Maya mouse
- Conservation status: Critically Endangered (IUCN 3.1)

Scientific classification
- Kingdom: Animalia
- Phylum: Chordata
- Class: Mammalia
- Order: Rodentia
- Family: Cricetidae
- Subfamily: Neotominae
- Genus: Peromyscus
- Species: P. mayensis
- Binomial name: Peromyscus mayensis Carleton & Huckaby, 1975

= Maya mouse =

- Genus: Peromyscus
- Species: mayensis
- Authority: Carleton & Huckaby, 1975
- Conservation status: CR

Endangered species of Mesoamerican rodent

The Maya mouse (Peromyscus mayensis) or Maya deer mouse is a species of rodent in the family Cricetidae. It is a species of the genus Peromyscus, a closely related group of New World mice often called deermice. It is endemic to the department of Huehuetenango, Guatemala with a very limited known range.

== Range distribution ==
The Maya mouse lives in mature oak forests on the Cerro Wowi, a peak in the depoartment of Huehuetenango, Guatemala about 7 km northwest of the town of Santa Eulalia. This mouse has only been found in a small area around the location where it was first described to Science in 1975.

This mouse is endemic to elevations between 2,900 and 3,000 m and is not found at adjacent lower elevation forests. According to the IUCN redlist, the total known extent of occurrence of this species is less than 89 square kilometers.

== Habitat and ecology ==
This mouse has been found in mature, montane pine-oak cloud forest. The primarily oak forest habitat is abundant in epiphytes, fallen trees, and a deep layer of leaf litter. This species particularly inhabits areas with heavy layers of leaves and moss.

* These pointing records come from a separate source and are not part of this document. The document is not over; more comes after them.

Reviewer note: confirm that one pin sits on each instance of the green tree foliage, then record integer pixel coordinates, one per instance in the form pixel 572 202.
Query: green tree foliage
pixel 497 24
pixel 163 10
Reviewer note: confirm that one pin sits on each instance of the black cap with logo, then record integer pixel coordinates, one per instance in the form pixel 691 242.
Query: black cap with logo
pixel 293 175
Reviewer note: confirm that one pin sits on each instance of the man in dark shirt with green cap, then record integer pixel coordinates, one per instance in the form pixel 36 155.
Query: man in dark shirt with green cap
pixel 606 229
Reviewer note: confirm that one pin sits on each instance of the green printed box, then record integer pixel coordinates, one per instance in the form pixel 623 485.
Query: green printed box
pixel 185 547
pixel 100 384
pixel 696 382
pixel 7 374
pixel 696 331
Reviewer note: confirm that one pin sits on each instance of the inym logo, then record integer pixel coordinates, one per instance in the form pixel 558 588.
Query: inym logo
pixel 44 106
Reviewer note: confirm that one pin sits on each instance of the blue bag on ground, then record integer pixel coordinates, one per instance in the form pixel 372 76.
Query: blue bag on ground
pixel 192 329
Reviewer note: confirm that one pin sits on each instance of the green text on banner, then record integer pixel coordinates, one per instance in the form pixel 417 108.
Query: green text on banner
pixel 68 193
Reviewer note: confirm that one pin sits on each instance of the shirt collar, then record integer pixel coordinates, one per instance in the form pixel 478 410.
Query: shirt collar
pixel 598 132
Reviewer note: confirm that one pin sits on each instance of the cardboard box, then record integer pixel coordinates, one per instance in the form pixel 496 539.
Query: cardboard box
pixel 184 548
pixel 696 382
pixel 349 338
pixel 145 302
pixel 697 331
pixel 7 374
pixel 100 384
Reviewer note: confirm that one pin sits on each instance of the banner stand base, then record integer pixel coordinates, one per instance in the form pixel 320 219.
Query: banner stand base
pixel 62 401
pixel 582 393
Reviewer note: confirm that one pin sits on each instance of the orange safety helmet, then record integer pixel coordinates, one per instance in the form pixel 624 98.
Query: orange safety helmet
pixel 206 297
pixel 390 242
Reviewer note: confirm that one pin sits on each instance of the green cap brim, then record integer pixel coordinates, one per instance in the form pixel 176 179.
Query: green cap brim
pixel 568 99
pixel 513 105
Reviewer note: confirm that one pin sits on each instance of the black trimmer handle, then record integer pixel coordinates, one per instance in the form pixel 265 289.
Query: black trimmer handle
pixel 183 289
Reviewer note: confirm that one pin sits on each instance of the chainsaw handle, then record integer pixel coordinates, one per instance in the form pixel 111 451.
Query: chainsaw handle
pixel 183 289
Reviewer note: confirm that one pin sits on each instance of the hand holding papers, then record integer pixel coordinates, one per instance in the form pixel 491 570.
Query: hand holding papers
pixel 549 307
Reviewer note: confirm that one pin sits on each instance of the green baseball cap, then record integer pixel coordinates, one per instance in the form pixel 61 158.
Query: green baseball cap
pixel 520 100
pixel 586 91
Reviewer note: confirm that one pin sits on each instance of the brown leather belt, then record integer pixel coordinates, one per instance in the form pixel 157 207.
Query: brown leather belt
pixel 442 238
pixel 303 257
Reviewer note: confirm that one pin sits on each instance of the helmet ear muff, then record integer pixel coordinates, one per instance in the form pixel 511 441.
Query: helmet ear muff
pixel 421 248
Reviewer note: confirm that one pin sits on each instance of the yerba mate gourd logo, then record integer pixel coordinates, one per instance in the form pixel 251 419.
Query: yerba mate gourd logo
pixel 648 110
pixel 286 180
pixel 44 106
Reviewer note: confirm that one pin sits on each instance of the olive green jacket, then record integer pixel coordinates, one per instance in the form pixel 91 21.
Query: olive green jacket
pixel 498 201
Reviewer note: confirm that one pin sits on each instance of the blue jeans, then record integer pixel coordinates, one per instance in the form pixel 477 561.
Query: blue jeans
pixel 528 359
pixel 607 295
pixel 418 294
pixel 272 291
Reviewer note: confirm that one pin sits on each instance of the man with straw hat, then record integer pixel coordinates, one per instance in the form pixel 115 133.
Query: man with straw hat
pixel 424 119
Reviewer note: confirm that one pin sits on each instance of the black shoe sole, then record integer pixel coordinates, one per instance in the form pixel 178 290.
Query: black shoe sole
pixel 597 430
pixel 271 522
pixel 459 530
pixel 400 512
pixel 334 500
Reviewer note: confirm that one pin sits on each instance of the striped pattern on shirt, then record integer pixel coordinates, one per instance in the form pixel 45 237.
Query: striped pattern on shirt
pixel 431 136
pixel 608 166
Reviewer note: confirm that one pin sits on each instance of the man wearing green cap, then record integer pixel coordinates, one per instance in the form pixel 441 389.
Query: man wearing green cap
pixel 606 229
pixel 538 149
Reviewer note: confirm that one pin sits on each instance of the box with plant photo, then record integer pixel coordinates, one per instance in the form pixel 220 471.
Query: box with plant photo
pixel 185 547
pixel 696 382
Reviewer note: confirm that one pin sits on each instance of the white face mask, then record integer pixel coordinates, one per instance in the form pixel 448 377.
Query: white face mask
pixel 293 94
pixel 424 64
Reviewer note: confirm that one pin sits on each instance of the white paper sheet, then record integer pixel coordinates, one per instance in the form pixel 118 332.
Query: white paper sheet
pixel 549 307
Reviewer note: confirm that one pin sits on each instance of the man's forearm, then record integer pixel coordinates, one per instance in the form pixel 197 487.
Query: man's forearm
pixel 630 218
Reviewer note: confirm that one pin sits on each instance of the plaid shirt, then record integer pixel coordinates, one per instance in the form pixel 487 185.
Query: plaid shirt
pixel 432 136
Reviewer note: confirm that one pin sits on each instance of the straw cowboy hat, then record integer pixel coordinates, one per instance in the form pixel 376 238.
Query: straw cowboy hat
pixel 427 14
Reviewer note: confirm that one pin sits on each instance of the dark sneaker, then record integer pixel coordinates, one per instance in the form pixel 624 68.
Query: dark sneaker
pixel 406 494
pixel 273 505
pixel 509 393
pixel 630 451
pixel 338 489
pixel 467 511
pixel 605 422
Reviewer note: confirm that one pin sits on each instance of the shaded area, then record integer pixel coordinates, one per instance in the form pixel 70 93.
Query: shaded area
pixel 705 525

Its biology is poorly known. It is terrestrial, and burrows through the leaf litter under and along decaying logs and tree roots. It relies on this layer of detritus for tunneling and foraging, this habitat is characteristic in elevations above 2,900 m where colder temperatures slow decomposition and aid in accumulating deep leaf litter. Without this thick blanket of leaves, the mouse would likely be more vulnerable to predation and have less area to forage.

=== Diet ===
The Maya deer mouse feeds on fleshy fruit and other plants, as well as on insects. One study of six individuals observed during the dry season revealed a herbivorous diet.

=== Reproduction ===
The Maya mouse appears to reproduce more frequently during the warmer months (April–June) than during the colder season of December. During one field study, pregnant female deer mice were found in May and average around 2 pinkies per brood of offspring. During another research expedition in December, all individuals studied were non-reproductive.

== Conservation ==
This species is listed as critically endangered by the IUCN redlist. This is due to the fact that its range is so limited. Additionally, the forests where this species inhabits are under severe impact of subsistence firewood harvesting and logging for oak and other hardwoods. Most reforestation efforts have historically planted only pines to mitigate deforestation, which over time has led to a change in the forest composition and the makeup of the leaf-litter that is the necessary habitat of the Maya mouse.